Now, does this describe your organization?

Are you in a changing environment under resource pressures and new performance demands?

Are you being pressured to drive down costs, work with shorter, more aggressive schedules?

Are you working with new partners and new relationships where there are new roles coming into play, often as new capabilities come to bear?

Do we see changing skillsets, skill erosion in some areas, new forms of expertise that are needed?

Is there heightened stakeholder interest?

Finally, he asks:

How are you navigating these seas of complexity that NASA confronted?

How are you doing with that?

A small mistake does not a complex systems failure make

I’ve been trying to take a break from Twitter lately, but today I popped back in, only to be trolled by a colleague of mine:

@norootcause, it looks like “they found the root cause” of that FAA outage 😜 https://t.co/dBQzaVnGPk
— Bertrand MT (@bertrandmt) January 15, 2023

Here’s a quote from the story:

The source of the problem was reportedly a single engineer who made a small mistake with a file transfer.

Here’s what I’d like you to ponder, dear reader. Think about all of the small mistakes that happen every single day, at every workplace, on the face of the planet. If a small mistake was sufficient to take down a complex system, then our systems would be crashing all of the time. And, yet, that clearly isn’t the case. For example, before this event, when was the last time the FAA suffered a catastrophic outage?

Now, it might be the case that no FAA employees have ever made a small mistake until now. Or, more likely, the FAA system works in such a way that small mistakes are not typically sufficient for taking down the entire system.

To understand this failure mode, you need to understand how it is that the FAA system is able to stay up and running on a day-to-day basis, despite the system being populated by fallible human beings who are capable of making small mistakes. You need to understand how the system actually works in order to make sense of how a large-scale failure can happen.

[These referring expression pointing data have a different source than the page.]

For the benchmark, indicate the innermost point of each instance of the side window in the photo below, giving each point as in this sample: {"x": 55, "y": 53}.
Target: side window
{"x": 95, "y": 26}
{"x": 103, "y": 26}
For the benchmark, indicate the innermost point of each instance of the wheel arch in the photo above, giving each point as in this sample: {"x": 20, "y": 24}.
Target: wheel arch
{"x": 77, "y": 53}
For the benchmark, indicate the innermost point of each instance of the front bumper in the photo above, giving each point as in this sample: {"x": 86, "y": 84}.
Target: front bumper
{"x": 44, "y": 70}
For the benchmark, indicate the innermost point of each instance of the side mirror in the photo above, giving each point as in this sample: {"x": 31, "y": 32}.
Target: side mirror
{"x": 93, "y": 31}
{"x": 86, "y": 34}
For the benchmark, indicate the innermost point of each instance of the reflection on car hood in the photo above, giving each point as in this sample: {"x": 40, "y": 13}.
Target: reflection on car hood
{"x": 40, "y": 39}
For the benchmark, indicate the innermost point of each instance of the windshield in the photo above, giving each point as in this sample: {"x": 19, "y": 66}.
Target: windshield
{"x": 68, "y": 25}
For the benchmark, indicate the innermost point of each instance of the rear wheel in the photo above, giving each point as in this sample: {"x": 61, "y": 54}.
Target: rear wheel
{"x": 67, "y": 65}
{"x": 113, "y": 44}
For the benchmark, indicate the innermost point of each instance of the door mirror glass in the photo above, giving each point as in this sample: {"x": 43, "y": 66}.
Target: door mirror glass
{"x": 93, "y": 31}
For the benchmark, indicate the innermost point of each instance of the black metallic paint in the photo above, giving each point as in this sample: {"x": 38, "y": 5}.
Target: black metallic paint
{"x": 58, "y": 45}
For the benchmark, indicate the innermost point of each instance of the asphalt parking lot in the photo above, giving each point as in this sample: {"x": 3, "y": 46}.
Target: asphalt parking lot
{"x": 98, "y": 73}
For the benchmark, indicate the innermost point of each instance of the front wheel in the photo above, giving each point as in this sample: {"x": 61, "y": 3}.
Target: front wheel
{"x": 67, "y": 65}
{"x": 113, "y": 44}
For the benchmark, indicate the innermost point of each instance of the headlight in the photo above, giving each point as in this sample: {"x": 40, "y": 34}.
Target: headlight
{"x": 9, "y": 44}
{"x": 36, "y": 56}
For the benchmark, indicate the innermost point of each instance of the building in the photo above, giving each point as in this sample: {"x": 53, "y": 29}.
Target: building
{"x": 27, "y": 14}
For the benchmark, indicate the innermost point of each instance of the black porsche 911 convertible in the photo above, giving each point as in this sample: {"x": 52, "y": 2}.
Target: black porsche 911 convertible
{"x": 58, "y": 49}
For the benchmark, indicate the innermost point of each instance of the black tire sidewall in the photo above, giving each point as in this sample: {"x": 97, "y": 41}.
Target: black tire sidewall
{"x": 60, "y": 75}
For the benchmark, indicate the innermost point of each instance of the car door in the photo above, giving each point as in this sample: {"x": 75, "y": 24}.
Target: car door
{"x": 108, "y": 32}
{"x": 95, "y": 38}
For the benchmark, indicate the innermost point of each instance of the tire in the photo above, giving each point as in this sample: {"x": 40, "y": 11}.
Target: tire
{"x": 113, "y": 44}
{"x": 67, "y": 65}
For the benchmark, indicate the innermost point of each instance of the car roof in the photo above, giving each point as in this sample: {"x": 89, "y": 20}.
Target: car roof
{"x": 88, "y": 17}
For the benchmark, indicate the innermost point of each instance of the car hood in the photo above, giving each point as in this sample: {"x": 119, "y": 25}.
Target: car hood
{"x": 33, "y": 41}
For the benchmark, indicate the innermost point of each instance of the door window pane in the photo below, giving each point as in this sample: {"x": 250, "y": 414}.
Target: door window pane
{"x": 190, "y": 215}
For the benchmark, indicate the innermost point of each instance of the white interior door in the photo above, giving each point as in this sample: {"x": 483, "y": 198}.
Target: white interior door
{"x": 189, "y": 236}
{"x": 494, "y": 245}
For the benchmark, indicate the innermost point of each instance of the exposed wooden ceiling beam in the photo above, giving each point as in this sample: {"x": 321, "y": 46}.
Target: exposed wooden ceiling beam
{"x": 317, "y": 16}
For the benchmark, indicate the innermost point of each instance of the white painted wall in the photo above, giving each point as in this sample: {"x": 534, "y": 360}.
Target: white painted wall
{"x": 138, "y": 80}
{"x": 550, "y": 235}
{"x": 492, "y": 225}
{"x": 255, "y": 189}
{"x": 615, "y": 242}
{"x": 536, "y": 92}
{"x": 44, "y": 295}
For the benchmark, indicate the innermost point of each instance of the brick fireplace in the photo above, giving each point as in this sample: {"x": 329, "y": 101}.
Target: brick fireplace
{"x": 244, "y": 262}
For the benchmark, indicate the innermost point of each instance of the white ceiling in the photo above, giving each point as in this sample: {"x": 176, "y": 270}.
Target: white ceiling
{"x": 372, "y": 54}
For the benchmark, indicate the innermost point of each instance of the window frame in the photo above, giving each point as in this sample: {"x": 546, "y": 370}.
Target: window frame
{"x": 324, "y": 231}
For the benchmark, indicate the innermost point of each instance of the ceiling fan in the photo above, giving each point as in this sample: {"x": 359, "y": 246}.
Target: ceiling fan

Now, I’ve never worked in the aviation industry, and consequently I don’t have domain knowledge about the FAA system. But I can tell you one thing: a small mistake with a file transfer is a hopelessly incomplete explanation for how the FAA system actually failed.

The Allspaw-Collins effect

While reading Laura Maguire’s PhD dissertation, Controlling the Costs of Coordination in Large-scale Distributed Software Systems, when I came across a term I hadn’t heard before: the Allspaw-Collins effect:

An example of how practitioners circumvent the extensive costs inherent in the Incident Command model is the Allspaw-Collins effect (named for the engineers who first noticed the pattern). This is commonly seen in the creation of side channels away from the group response effort, which is “necessary to accomplish cognitively demanding work but leaves the other participants disconnected from the progress going on in the side channel (p.81)”

Here’s my understanding:

A group of people responding to an incident have to process a large number of signals that are coming in. One example of such signals is the large number of Slack messages appearing in the incident channel as incident responders and others provide updates and ask questions. Another example would be additional alerts firing.

If there’s a designated incident commander (IC) who is responsible for coordination, the IC can become a bottleneck if they can’t keep up with the work of processing all of these incoming signals.

The effect captures how incident responders will sometimes work around this bottleneck by forming alternate communication channels so they can coordinate directly with each other, without having to mediate through the IC. For example, instead of sending messages in the main incident channel, they might DM each other or communicate in a separate (possibly private) channel.

I can imagine how this sort of side-channel communication would be officially sanctioned (“all incident-related communication should happen in the incident response channel!“), and also how it can be adaptive.

Maguire doesn’t give the first names of the people the effect is named for, but I strongly suspect they are John Allspaw and Morgan Collins.